On the first day of January, many public ceremonies will feature time capsules — sealed long ago, when “the year 2000” sounded incredibly futuristic. Those containers, intended for opening at the start of the new millennium, presumably hold evocative symbols of earlier eras.
But as the moment nears to open old time capsules, we might consider what would be appropriate to put in new ones. For this high-tech age of super-duper mass communications, quite a few objects could go into a media time capsule. For instance:
A personal computer
This technological marvel became a mainstay in millions of American homes and workplaces.
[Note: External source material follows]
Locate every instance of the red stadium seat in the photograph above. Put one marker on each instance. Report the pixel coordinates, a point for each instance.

Widely glorified, the PC offered many advantages — including quick desktop functions, speedy communication via the Internet, and clarity of visual images.
The personal computer changed almost everything — except content. The quality of ideas, the reliability of information, and the clarity of thinking underwent no discernable enhancement. Along the way, the advent of the PC greatly widened gaps between the media “haves” and “have nots” — those for whom the cost of online access was incidental and those for whom it was prohibitive.
A television cable
Cable TV meant that instead of just flipping through a few broadcast stations, viewers could choose from dozens or even hundreds of channels. Media companies were able to “narrowcast” by appealing to specific interests. A few cable networks were willing to take chances with some artistic ventures that broadcasters shunned.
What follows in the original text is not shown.